Nix Zeitstrahl: Wir sind in Unordnung
Meist stellen sich ja die Ereignisse des Lebens erst im Nachhinein so geordnet dar, dass wir sie erzählen können. Unmittelbar in ihrem Wirbeln erleben wir sie als verstörende Unordnung, die wir nicht überblicken. Dieser Unordnung verleihen die SpielerInnen eine Stimme, sie finden bis zum Schluss immer nur Unordnung, die sie durch Sprüche in eine Ordnung zu zwingen versuchen.

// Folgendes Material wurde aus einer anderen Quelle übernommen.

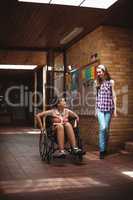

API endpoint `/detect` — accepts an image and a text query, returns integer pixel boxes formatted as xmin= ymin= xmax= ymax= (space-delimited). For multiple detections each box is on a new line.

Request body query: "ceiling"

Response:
xmin=0 ymin=0 xmax=133 ymax=51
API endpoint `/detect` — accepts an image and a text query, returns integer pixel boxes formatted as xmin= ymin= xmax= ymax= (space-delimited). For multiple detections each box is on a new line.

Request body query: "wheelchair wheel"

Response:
xmin=39 ymin=132 xmax=48 ymax=160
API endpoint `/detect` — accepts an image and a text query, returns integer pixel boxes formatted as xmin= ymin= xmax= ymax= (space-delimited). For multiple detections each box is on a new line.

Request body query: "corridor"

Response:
xmin=0 ymin=128 xmax=133 ymax=200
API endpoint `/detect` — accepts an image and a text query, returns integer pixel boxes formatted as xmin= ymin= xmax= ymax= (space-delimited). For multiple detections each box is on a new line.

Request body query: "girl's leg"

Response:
xmin=56 ymin=124 xmax=64 ymax=151
xmin=105 ymin=112 xmax=112 ymax=150
xmin=97 ymin=111 xmax=106 ymax=152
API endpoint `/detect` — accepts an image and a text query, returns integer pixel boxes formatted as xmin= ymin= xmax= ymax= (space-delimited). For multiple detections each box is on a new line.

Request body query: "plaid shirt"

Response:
xmin=96 ymin=80 xmax=114 ymax=112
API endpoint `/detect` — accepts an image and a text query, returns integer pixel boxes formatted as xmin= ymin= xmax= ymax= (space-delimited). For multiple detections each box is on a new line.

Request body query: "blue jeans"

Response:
xmin=97 ymin=110 xmax=112 ymax=152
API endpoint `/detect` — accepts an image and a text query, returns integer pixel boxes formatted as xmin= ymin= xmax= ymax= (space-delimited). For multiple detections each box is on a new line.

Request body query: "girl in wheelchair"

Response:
xmin=36 ymin=98 xmax=81 ymax=157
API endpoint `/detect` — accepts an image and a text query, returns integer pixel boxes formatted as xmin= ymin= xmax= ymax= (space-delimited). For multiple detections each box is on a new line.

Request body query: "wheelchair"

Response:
xmin=39 ymin=116 xmax=85 ymax=164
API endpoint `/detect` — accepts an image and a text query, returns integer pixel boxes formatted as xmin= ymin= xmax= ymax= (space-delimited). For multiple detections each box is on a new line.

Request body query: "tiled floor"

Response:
xmin=0 ymin=128 xmax=133 ymax=200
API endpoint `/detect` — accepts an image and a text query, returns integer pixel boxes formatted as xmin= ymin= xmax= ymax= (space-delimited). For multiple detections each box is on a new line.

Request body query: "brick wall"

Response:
xmin=67 ymin=26 xmax=133 ymax=150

Auch wir ZuschauerInnen sind zu nah dran (alle sitzen in der ersten Reihe), um uns zur Ordnung der Erzählung abrücken zu können.

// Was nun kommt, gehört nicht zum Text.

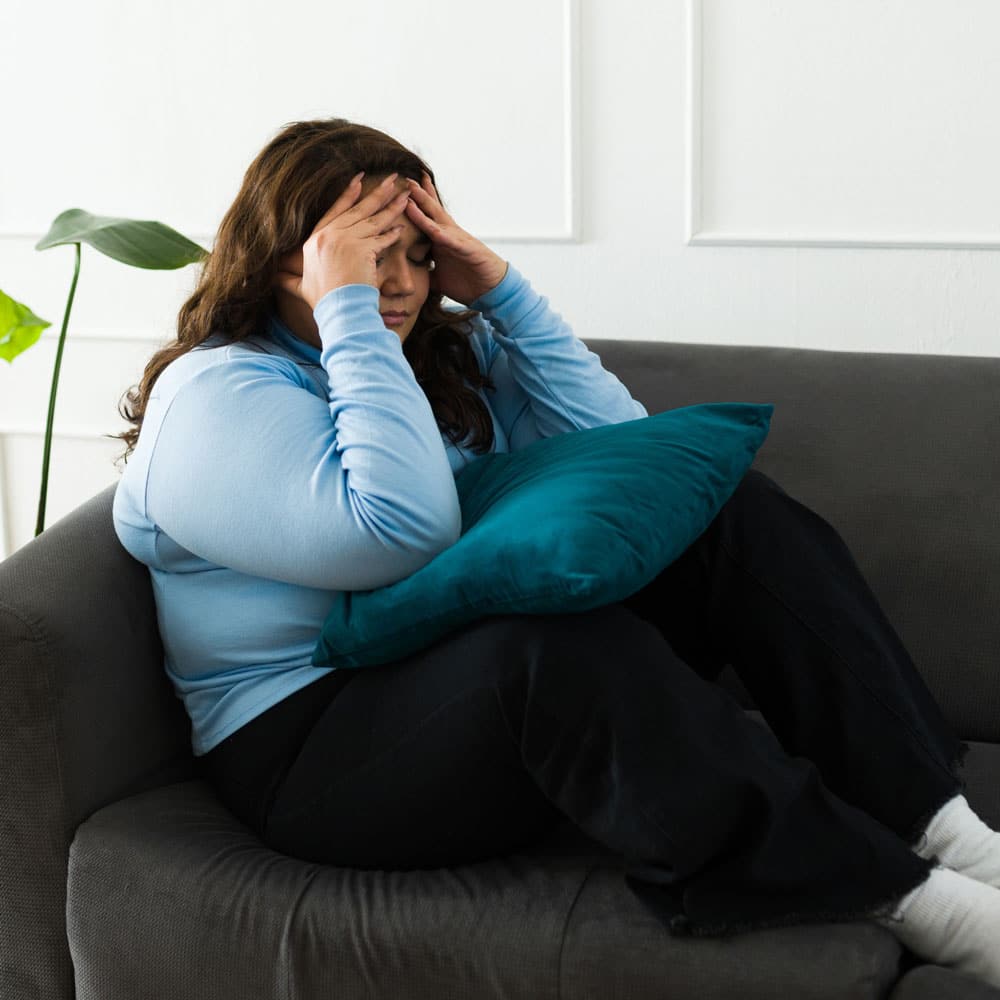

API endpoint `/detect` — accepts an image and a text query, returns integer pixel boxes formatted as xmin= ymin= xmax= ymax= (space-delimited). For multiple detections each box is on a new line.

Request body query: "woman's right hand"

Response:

So ist es ein vergnüglicher Spielabend, aus dem wir angeregt und mit Autogrammkarten der unsterblichen Hühner-Band versehen nach Hause gehen und vielleicht am nächsten Nachmittag noch ein bisschen über das Wesen der Zeit nachsinnen.
weitere Termine:
Vorstellungen am 24.10.2018 und 2., 3., 4. und 16.11.2018, jeweils 20.00 Uhr im WUK Theater Quartier am Holzplatz 7a
Es spielen:
Anja Jünger, Jette Pook, Manuel Wagner, Bartel Wesarg, Oliver Rank
Kostüme: Ursula Mennicke
Bühne: Sebastian Günther
Technik, Autor, Multidilettant: Uwe Friebel
Regie: Matin Kreusch
Eine Produktion der Kulturreederei Halle e.V. in Kooperation mit WUK Theater Quartier ermöglicht durch die Förderung der Stadt Halle, dem Land Sachsen-Anhalt und der Lotto Toto GmbH Sachsen-Anhalt
Danke für die schöne Rezession des Stückes. Ich würde aber gern erwähnt wissen, dass der Tag der Freien Theater am 27. Mai 2018 (wie im Text vermerkt) vom Verein Freie Spielstätten e.V. organisiert und durchgeführt wurde. Das WuK ist bisher eine Spielstätte, nicht mehrere. Auch, wenn dort noch mehrere geplant sind. Der Verein Freie Spielstätten Halle e.V. versucht ein Spielstätte zu schaffen, um möglichst vielen freie Theater eine feste Spielstätte zu ermöglichen. Das WuK ist leider nur ein Tropfen auf den heißen Stein. Ich verstehe die Intension ihrer Einleitung, finde sie aber inhaltlich irreführend. Danach wären ja alle Probleme der freien Szene geklärt. Dies ist leider nicht der Fall.
MfG
René Langner
Freie Spielstätten Halle e.V.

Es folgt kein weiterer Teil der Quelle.